Agrypnia excitata is the name given to the state of constant arousal that prevents sleep. It is associated with FFI (though not other spongiform encephalopathies) as well as other, non-prion-related diseases.
“Insomnia in neurological diseases,” Provini et al., Semin Neurol (2005)
CNS lesions and/or dysfunction in three specific neurological conditions (fatal familial insomnia, Morvan’s chorea, and delirium tremens) impair the basic mechanisms of sleep generation inducing a syndrome in which the inability to sleep is consistently associated with motor and sympathergic overactivation. Agrypnia excitata is the term that aptly defines this generalized overactivation syndrome.
“Agrypnia excitata: current concepts and future prospects in management,” Hazin et al., J Neuropsychiatry Clin Neurosci (2009)
Agrypnia excitata is an extremely rare, life-threatening syndrome characterized by autonomic activation, persistent insomnia, and generalized overactivity. Agrypnia excitata describes a triad of three separate conditions: delirium tremens, Morvan’s chorea, and familial fatal insomnia (FFI). Each of the aforementioned three conditions have sleep disturbances as a unifying theme and results in distinct neurophysiological findings. The following is an overview of agrypnia excitata with a particular emphasis placed upon each of the three individual conditions that constitute the syndrome with recommendations on appropriate management.
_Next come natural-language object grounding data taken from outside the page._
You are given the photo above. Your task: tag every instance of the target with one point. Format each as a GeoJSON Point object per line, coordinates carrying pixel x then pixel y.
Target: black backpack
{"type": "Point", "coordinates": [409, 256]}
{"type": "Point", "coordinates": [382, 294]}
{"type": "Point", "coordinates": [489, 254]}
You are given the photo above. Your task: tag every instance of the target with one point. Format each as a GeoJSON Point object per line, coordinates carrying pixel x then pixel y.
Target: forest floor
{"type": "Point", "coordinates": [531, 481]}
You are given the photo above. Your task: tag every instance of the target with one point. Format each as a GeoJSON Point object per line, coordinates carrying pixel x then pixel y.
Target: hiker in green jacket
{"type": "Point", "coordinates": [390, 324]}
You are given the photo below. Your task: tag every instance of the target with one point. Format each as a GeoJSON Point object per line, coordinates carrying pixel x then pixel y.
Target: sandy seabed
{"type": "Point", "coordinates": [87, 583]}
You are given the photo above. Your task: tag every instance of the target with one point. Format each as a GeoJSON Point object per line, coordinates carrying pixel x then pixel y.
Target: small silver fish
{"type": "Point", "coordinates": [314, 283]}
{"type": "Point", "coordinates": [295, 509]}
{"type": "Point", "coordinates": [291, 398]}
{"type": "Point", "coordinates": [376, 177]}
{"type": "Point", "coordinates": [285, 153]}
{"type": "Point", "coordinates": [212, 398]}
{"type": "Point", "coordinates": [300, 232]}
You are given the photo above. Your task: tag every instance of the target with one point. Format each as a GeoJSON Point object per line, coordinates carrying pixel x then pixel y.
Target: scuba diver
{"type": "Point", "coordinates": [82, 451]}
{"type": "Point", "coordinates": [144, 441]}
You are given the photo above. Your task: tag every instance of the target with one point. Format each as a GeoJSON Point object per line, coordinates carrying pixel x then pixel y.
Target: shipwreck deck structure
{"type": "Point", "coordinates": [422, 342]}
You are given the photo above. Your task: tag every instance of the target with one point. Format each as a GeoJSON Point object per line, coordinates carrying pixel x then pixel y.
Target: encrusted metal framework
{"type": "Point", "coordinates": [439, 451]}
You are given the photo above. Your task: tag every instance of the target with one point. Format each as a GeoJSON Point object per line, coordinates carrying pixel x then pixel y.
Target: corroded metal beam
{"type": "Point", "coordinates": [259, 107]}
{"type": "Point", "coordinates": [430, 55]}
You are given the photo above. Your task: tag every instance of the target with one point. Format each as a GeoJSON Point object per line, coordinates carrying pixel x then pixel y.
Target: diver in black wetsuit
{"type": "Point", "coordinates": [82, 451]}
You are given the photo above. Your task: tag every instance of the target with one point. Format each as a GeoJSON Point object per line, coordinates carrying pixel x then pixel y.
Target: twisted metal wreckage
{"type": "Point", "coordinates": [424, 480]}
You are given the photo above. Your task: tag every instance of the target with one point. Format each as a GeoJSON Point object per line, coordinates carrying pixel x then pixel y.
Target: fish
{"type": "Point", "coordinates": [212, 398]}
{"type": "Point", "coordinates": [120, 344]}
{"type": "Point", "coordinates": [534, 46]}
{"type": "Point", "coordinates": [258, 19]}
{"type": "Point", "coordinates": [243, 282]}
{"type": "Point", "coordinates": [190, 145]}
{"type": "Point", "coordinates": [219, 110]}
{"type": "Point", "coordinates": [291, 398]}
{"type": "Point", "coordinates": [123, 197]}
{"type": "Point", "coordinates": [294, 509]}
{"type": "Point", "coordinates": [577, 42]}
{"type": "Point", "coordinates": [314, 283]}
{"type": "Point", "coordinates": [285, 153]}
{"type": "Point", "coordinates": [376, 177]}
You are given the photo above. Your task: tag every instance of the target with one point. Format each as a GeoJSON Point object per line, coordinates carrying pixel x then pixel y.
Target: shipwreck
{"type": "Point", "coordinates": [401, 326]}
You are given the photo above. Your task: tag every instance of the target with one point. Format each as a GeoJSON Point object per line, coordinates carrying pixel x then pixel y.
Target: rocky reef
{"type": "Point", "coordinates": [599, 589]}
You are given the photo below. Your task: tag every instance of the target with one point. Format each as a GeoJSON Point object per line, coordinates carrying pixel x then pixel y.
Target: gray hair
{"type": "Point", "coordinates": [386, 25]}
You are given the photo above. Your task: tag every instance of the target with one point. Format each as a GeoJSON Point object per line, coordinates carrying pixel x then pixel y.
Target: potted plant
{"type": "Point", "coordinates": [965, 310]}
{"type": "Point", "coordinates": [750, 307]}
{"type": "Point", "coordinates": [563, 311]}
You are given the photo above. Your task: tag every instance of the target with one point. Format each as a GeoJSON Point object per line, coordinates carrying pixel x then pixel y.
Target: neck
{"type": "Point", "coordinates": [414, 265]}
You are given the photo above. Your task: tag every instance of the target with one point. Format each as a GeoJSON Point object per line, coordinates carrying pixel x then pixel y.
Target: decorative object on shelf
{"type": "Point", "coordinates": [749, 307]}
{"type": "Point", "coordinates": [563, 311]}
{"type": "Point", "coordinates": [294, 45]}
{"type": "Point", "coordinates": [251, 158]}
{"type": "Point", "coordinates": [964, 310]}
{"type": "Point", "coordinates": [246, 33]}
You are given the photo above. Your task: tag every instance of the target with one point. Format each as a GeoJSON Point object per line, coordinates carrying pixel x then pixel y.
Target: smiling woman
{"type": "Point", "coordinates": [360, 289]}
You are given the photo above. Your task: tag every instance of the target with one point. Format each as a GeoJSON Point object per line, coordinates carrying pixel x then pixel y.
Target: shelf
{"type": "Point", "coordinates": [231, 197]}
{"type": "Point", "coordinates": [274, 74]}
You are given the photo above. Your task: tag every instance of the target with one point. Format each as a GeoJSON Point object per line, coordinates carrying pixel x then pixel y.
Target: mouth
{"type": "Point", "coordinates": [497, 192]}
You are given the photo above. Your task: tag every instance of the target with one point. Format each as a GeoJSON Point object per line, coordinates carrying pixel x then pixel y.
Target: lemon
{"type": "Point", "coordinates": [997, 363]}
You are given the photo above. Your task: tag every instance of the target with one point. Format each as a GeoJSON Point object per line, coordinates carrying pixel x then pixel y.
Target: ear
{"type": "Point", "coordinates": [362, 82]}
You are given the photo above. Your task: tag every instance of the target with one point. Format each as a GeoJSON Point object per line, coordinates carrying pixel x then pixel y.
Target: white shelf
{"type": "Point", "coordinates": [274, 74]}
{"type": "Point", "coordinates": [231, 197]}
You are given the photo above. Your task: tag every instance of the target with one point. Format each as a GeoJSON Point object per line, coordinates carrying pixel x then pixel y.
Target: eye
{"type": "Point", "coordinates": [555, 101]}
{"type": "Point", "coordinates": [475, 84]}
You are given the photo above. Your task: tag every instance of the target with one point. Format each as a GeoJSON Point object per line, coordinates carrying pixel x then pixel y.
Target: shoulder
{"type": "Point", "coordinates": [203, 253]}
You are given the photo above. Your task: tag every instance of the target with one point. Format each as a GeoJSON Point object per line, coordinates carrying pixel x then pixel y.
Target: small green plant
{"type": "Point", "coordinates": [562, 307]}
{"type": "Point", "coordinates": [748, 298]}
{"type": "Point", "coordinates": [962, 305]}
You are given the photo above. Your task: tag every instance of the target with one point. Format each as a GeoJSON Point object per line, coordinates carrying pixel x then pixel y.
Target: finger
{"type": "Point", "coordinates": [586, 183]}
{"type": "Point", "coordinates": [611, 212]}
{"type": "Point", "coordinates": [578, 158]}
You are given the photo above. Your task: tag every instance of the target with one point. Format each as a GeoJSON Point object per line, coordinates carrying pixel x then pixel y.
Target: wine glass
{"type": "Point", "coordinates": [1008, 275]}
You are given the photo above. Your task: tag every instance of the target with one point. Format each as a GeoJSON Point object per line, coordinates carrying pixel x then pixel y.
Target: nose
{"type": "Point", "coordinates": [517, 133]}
“Fatal familial insomnia and agrypnia excitata,” Lugaresi et al., Rev Neurol Dis (2007)
This review summarizes the pioneering steps culminating in the identification of a novel disease, fatal familial insomnia (FFI), a hereditary prion disease. Together with Morvan’s chorea and delirium tremens, FFI is characterized by an inability to sleep associated with motor and autonomic overactivation. We named this pattern agrypnia excitata, a syndrome caused by a dysfunction in thalamolimbic circuits. This review highlights the strategic role of the limbic thalamus in the central autonomic network running from the limbic cortex to the lower brainstem and regulating sleep and wakefulness.
“Fatal familial insomnia: a model disease in sleep physiopathology,” Montagna, Sleep Med Rev (2005)
Fatal Familial Insomnia (FFI) is characterized by loss of sleep, oneiric stupor with autonomic/motor hyperactivity and somato-motor abnormalities (pyramidal signs, myoclonus, dysarthria/dysphagia, ataxia). Positon emission tomography (PET) disclosed thalamic hypometabolism and milder involvement of the cortex; neuropathology severe neuronal loss in the thalamic nuclei variably affecting the caudate, gyrus cinguli and fronto-temporal cortices. Genetic analysis disclosed a mutation in the PRNP gene and FFI was transmitted to experimental animals, thus classifying FFI within the prion diseases. Rare Sporadic Fatal Insomnia (SFI) cases occur without PRNP mutation but with features similar to FFI. FFI represents a model disease for the study of sleep-wake regulation: (I) the profound thalamic hypometabolism/atrophy associated with lack of sleep spindles and delta sleep implicate the thalamus in the origin of slow wave sleep (SWS); (II) loss of SWS is associated with marked autonomic and motor hyperactivity; termed ‘agrypnia excitata’, this association has been proposed as a useful clinical concept representative of thalamo-limbic dysfunction; (III) lack of SWS occurs with substantial preservation of stage 1 NREM sleep, implying that the latter has mechanisms different from SWS and unaffected by thalamic atrophy; accordingly, conflating stage 1 NREM with SWS into NREM sleep is inappropriate.